The rapid industrialization and population growth is a cause for environmental pollution and become a major global concern [[1], [2], [3], [4]]. In every year, the levels of pollutants are increasing due to the discharging of industrial effluents to the environment [5]. Particularly, the industrialization process largely contributed to severe deterioration of freshwater resources [6,7]. Moreover, large amount of untreated wastewater from the production process of carpet, paper, leather, printing, pharmaceuticals, and paint and textile industries have been discharged in to the environment and become serious global warning issues. Most of the contaminants are also soluble in water and easily transported which can be the cause for direct and long-term toxic threat [[8], [9], [10]]. Specifically, pollutants such as persistent organic pollutants (POPs) are highly toxic and can't be degraded in the natural environment [11]. Among the toxic pollutants, organic and inorganic pollutants [12] including volatile organics [13], dioxins [14], dibenzofurans [15], pesticides [16], nitro-aromatic compounds [17], polychlorinated biphenyls [18], chlorophenols [19], and heavy metals and radionuclides [20,21], etc. are well reported. Since water is very important for human and animal survival, wastewater containing toxic chemicals should be treated before it is discharged to the environment [22,23].

Recently, different kinds of wastewater treatment methods have been employed [[24], [25], [26], [27], [28], [29]]. However, mainly, wastewater treatment techniques should be low cost, non-toxic, and efficient [30,31] Among the methods used, advanced oxidation processes (AOPs) consider as green and an effective method, have been utilized for the decontamination of toxic pollutants [32]. Since an extensive range of hazardous substances are being released in to the surrounding continuously, the complete mineralization or changing them in to less harmful intermediates is a vital process [33,34]. For this purpose, the removal of harmful contaminants with photocatalytic degradation processes has been reported by different researchers [35,36]. Moreover, semiconductors nanomaterials are not only useful for the removal of organic and inorganic pollutants but also applicable in the antimicrobial, and other activities [37,38]. It is also suggested that metal oxide nanoparticles such as ZnO exhibited a very strong antibacterial agent. In the antimicrobial activity, an electrostatic interaction of ZnO NPs and cell walls is responsible for the distraction of the bacterial cell wall [39]. However, searching and designing of cost-effective, environmentally friend, and efficient photocatalyst materials is still the main challenge [40,41].

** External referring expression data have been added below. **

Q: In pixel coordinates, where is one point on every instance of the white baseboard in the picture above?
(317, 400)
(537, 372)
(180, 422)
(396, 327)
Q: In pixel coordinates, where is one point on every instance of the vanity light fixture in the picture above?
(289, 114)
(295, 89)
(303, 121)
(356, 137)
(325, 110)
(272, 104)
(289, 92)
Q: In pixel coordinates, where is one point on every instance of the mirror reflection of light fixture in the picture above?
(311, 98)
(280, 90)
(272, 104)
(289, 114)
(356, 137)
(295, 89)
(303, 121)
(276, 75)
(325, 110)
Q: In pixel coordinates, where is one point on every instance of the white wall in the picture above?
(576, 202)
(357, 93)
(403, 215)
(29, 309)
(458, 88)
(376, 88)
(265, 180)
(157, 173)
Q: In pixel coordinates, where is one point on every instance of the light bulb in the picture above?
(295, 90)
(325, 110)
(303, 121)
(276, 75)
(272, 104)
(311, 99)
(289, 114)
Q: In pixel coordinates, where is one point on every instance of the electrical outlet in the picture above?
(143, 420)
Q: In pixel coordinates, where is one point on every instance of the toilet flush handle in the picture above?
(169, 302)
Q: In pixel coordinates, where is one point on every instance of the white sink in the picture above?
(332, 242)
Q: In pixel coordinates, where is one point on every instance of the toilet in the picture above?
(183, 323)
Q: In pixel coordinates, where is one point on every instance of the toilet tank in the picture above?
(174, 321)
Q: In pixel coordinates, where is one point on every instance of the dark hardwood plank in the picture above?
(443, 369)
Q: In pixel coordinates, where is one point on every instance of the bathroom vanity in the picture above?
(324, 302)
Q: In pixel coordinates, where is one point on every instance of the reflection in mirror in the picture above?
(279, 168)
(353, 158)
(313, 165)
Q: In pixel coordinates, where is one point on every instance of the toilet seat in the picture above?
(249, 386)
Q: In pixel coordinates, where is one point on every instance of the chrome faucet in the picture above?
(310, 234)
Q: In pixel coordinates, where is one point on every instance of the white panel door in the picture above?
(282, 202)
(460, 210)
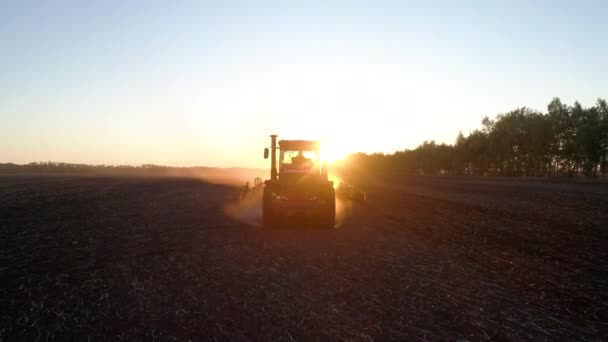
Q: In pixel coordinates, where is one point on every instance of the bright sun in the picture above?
(332, 152)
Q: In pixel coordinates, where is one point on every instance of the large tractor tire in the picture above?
(269, 214)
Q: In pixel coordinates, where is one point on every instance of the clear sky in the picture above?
(205, 83)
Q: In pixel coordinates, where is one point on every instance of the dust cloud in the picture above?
(248, 209)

In recent years, metal oxide-based materials are considered as effective photocatalysts and attract a great attention owing to their high chemical stability, nontoxic nature, and low cost [[42], [43], [44]]. Moreover, the catalysts with appropriate band alignment and multifunctional activities also become promising materials [45]. Among materials, ZnO has been extensively studied owing to its environmentally friendly, unique properties, stability, catalytic activity, and low cost [46,47]. However, the photocatalytic activities of ZnO is limited for practical application as a result of its wider band gap energy, higher recombination rate of the photogenerated charge carriers, and poor adsorption abilities to the visible light [48]. Owing to this reason, modification of ZnO with different techniques is needed to enhance its photocatalytic performance [[49], [50], [51], [52]]. For example, doping of the transition metals or making composites with ZnO and other semiconductors are effective methods to enhance the photocatalytic activities with the benefit of lowering band gap energy, enhancing charge separation, and boosting catalytic activity through electron trapping mechanism [[53], [54], [55], [56]].

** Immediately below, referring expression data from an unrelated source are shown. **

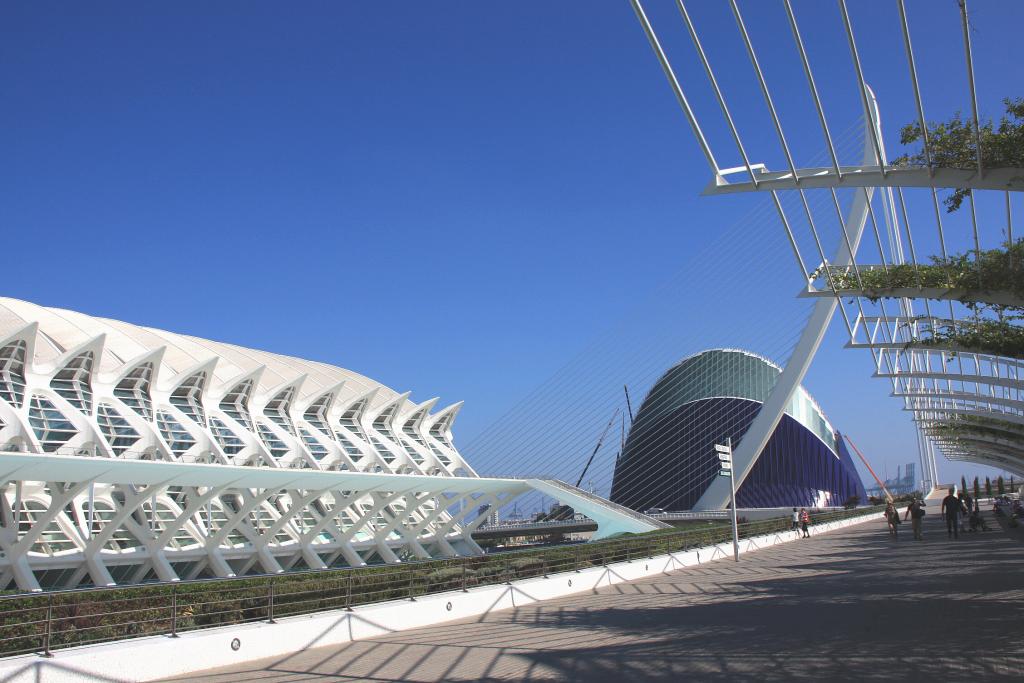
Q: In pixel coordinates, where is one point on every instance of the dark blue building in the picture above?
(669, 460)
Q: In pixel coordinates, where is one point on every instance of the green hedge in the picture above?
(92, 615)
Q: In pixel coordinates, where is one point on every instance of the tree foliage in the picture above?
(972, 275)
(952, 144)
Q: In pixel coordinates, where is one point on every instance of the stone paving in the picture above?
(850, 605)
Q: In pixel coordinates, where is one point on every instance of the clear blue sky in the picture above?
(452, 198)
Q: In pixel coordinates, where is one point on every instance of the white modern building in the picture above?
(130, 454)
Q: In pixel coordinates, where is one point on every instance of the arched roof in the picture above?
(61, 330)
(730, 373)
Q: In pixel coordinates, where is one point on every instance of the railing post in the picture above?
(269, 604)
(48, 629)
(174, 610)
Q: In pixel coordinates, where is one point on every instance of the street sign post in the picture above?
(724, 454)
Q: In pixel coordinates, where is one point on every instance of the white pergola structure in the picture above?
(966, 400)
(130, 454)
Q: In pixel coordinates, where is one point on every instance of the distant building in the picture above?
(904, 482)
(669, 460)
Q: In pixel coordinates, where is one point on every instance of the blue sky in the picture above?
(455, 199)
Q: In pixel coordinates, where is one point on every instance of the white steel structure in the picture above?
(129, 454)
(966, 401)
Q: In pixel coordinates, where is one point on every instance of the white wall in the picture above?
(160, 656)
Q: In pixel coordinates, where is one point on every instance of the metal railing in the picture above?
(42, 623)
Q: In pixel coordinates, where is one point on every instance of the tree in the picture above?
(953, 144)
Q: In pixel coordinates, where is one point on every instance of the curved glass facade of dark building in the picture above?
(669, 460)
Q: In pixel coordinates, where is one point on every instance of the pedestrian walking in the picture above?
(916, 513)
(892, 517)
(951, 509)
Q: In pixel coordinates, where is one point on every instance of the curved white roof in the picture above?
(60, 331)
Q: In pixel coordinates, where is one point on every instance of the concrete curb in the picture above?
(160, 656)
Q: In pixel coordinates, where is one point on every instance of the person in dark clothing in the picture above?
(951, 509)
(915, 513)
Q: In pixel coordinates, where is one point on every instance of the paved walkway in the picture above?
(848, 605)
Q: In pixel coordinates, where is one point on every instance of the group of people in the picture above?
(956, 511)
(915, 513)
(801, 520)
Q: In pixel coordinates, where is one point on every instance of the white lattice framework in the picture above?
(130, 454)
(935, 382)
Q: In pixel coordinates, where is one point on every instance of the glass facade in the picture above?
(669, 460)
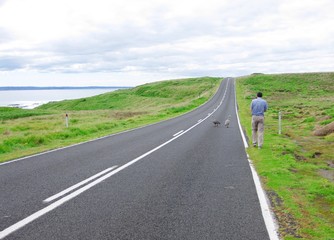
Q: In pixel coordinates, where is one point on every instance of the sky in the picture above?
(132, 42)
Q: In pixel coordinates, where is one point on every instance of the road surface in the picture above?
(178, 179)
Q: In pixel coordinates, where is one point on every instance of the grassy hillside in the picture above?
(24, 132)
(296, 167)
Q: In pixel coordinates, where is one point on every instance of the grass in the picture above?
(25, 132)
(296, 167)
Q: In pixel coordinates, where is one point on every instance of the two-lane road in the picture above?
(179, 179)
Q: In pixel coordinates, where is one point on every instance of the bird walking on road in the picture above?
(227, 121)
(216, 123)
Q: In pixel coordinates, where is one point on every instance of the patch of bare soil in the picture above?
(326, 130)
(328, 174)
(287, 224)
(123, 115)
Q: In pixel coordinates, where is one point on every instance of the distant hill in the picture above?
(12, 88)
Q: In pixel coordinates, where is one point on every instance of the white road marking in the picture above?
(177, 133)
(50, 199)
(72, 195)
(266, 212)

In addition to performance enhancement, the fabrication method is also vital and it should be cheaper, greener, and facile method [57,58]. For example, the conventional physicochemical synthesis process requires hazardous chemicals, high energy, and expensive equipment. Due to this reason, the implementation of green and environmentally friendly, cheaper, and biogenic mediated catalyst fabrication method is needed [59,60]. Although there are numerous reports on green synthesis of ZnO-based catalysts with plant extract for environmental remediation, recent and well-organized review papers are limited. Most of the review papers written were mainly focused on the synthesis of either metal nanoparticles or metal oxide only [[61], [62], [63]]. On the other hand, the green synthesized ZnO-based such as ZnO, transition metal doped ZnO, or ZnO coupled with metal and other semiconductors for environmental remediation have rarely been reviewed to the best of our knowledge. To fill this gap, we aim to provide a timely and comprehensive review of the green synthesized ZnO-based catalyst for environmental remediation.

This review summarizes the basic principles of heterogeneous photocatalysis, strategies for photocatalytic performance enhancements, and the current trend on green synthesized ZnO-based nanocatalyst for environmental remediation. In detail, the plant extract methods, the catalyst synthesis mechanism and characterizations, and the optical, structural and morphological properties of the resulting synthesized materials are included. The green-synthesized ZnO-based nanocomposite and their potential applications for environmental remediation are also highlighted. Moreover, the opportunities, challenges, and future outlooks in the development of a new ecofriendly treatment method with green and sustainable strategic approaches are included.